Private cloud 406 is similar to public cloud 405, except that the computing resources are only available for use by a single enterprise. While private cloud 406 is depicted as being in communication with WAN 402, in other embodiments a private cloud may be disconnected from the internet entirely and only accessible through a local/private network. A hybrid cloud is a composition of multiple clouds of different types (for example, private, community or public cloud types), often respectively implemented by different vendors. Each of the multiple clouds remains a separate and discrete entity, but the larger hybrid cloud architecture is bound together by standardized or proprietary technology that enables orchestration, management, and/or data/application portability between the multiple constituent clouds. In this embodiment, public cloud 405 and private cloud 406 are both part of a larger hybrid cloud.

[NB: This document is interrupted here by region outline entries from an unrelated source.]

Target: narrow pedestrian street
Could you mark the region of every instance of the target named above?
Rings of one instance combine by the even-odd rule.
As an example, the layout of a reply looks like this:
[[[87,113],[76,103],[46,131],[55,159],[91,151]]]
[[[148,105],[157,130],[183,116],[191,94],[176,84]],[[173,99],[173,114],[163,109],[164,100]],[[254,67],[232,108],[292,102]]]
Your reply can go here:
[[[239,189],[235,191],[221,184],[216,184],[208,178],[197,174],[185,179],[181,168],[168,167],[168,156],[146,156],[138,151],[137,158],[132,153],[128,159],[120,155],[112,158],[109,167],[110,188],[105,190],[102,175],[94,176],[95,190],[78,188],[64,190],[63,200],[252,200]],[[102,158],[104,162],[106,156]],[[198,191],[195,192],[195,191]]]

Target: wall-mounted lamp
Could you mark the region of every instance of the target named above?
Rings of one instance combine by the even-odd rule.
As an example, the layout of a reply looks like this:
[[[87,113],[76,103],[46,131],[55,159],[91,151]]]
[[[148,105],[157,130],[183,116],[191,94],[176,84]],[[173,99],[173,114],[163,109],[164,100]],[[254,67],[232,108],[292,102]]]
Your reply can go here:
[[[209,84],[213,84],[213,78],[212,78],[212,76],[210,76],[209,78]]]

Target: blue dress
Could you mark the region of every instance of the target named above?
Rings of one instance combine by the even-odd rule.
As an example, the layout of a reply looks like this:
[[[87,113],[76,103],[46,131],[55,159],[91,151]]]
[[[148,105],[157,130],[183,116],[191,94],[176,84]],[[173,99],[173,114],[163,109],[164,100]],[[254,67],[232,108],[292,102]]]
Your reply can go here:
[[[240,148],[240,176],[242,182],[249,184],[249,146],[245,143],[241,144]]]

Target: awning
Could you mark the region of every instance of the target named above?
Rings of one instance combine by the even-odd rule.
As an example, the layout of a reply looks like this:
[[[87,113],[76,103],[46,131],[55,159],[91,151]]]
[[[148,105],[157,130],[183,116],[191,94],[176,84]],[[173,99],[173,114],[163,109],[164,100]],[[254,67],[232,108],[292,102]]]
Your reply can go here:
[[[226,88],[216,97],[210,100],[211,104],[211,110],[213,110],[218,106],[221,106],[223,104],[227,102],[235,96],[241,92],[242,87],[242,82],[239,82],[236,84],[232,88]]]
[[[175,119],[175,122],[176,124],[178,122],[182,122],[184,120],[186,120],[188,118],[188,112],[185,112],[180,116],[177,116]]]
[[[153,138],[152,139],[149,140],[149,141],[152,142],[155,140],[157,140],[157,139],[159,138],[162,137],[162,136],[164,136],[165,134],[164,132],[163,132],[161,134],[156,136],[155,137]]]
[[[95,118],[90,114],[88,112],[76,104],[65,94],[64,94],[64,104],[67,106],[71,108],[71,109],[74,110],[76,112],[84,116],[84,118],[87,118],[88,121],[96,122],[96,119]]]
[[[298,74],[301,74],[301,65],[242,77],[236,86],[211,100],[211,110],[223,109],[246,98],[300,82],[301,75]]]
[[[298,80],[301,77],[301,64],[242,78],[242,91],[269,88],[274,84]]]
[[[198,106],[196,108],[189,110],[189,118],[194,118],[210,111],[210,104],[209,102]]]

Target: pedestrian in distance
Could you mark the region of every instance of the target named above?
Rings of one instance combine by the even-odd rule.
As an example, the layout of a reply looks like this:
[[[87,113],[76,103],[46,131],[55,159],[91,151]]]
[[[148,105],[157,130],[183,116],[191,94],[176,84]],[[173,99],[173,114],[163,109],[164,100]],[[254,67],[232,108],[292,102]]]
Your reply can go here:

The terminology used herein is for the purpose of describing particular embodiments only and is not intended to be limiting of the invention. As used herein, the singular forms “a,” “an” and “the” are intended to include the plural forms as well, unless the context clearly indicates otherwise. It will be further understood that the terms “comprises” and/or “comprising,” when used in this specification, specify the presence of stated features, steps, operations, elements, and/or components, but do not preclude the presence or addition of another feature, step, operation, element, component, and/or group thereof.
The descriptions of the various embodiments of the present invention have been presented for purposes of illustration, but are not intended to be exhaustive or limited to the embodiments disclosed. Many modifications and variations will be apparent to those of ordinary skill in the art without departing from the scope and spirit of the described embodiments. The terminology used herein was chosen to best explain the principles of the embodiments, the practical application or technical improvement over technologies found in the marketplace, or to enable others of ordinary skill in the art to understand the embodiments disclosed herein.